SOMALIA: Fighting between Islamic militia and allied Somali-Ethiopian troops continues
Record ID:
375446
SOMALIA: Fighting between Islamic militia and allied Somali-Ethiopian troops continues
- Title: SOMALIA: Fighting between Islamic militia and allied Somali-Ethiopian troops continues
- Date: 24th April 2007
- Summary: VARIOUS OF DESTROYED HOUSE AND MOSQUE
- Embargoed: 9th May 2007 13:00
- Keywords:
- Location: Somalia
- Country: Somalia
- Reuters ID: LVA3M6KNK5MJSQWMX060NU0YT3KL
- Story Text: Heavy shelling and tank fire rocks Mogadishu for a sixth day in some of the fiercest fighting seen in the Somali capital as the country is plunged deeper into chaos. The Somali capital Mogadishu has been hit by fighting for a sixth day. Rights activists say allied Somali-Ethiopian troops killed 37 people on Monday (April 23) in a campaign to wipe out Islamist rebels.
That brought the death toll from the latest violence to at least 267, according to the local Elman Peace and Human Rights Organisation, which tracks casualties from hospitals, families and counts on the street, where bodies rot in the sun.
The Elman group said 18 civilians and 19 insurgents were killed on Monday. There was no way to independently confirm the figures because of the fighting. There was no word of Ethiopian and Somali military casualties.
Civilians have been the main victims and hospitals are so crowded the wounded are tended in tents or under trees. Hundreds of terrified residents continued fleeing the capital which is seeing its biggest exodus since warlords overthrew a dictator in 1991 and plunged the Horn of Africa country into 16 years of lawlessness.
The government is struggling to gain full control of the capital four months after ousting rival Islamist leaders who ruled much of southern Somalia for the second half of 2006.
Four days of fighting at the end of March killed at least 1,000 people, again mostly civilians.
Prime Minister Ali Mohamed Gedi has said there will be no let-up in the offensive until the government crushes Islamist rebels backed by foreign jihadists and disgruntled militiamen from the capital's dominant Hawiye clan.
He said Eritrea was interfering, prolonging the fighting.
"Eritrea is helping with money and military assistance to international terrorists in Somalia," Gedi told reporters.
Eritrean officials could not be reached immediately for comment but have denied such allegations in the past.

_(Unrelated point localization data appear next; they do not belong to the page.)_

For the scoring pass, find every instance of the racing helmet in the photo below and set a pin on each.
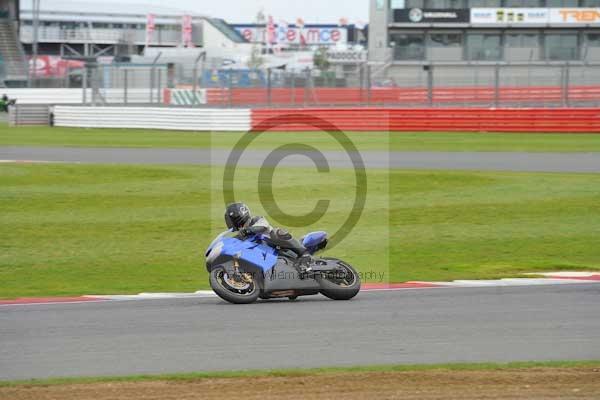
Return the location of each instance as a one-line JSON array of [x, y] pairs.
[[237, 216]]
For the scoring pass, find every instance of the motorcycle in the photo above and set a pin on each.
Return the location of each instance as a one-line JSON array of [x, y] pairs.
[[244, 269]]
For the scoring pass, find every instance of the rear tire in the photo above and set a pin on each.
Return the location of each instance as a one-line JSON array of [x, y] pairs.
[[340, 289], [218, 282]]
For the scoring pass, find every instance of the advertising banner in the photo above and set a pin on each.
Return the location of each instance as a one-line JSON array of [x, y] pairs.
[[417, 15], [570, 16], [528, 16], [510, 15], [295, 35], [347, 56]]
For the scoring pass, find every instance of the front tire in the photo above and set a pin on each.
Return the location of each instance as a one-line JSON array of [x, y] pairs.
[[342, 285], [231, 291]]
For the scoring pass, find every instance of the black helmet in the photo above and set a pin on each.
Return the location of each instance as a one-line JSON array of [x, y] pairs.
[[237, 215]]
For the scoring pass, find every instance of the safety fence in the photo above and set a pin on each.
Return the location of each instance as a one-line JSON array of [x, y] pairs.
[[568, 120], [189, 119], [409, 97], [28, 114], [79, 96]]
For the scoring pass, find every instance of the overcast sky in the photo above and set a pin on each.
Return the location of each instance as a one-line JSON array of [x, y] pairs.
[[312, 11]]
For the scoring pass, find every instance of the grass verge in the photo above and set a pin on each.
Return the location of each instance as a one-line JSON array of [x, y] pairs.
[[382, 141], [115, 229], [309, 372]]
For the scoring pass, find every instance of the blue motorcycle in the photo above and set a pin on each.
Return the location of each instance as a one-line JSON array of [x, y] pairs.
[[244, 269]]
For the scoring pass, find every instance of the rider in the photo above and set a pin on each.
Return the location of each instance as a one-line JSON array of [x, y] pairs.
[[239, 219]]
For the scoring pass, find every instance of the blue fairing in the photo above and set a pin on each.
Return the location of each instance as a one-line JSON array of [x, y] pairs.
[[251, 251], [312, 240]]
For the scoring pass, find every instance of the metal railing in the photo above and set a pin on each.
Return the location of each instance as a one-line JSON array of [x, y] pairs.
[[409, 85]]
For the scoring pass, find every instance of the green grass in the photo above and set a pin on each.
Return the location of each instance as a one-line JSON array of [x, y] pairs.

Gedi has said there was no dispute between the Hawiye clan and his government, saying the fighting was with militants linked to al Qaeda.
An African Union force of about 1,500 Ugandan peacekeepers, working with Gedi's government and also targeted by the insurgents, has so far failed to stop the bloodshed.
The latest battles are centred on an insurgent stronghold in northern Mogadishu. The United Nations says it believes there are some 3,000 insurgents active in the bullet-scarred city.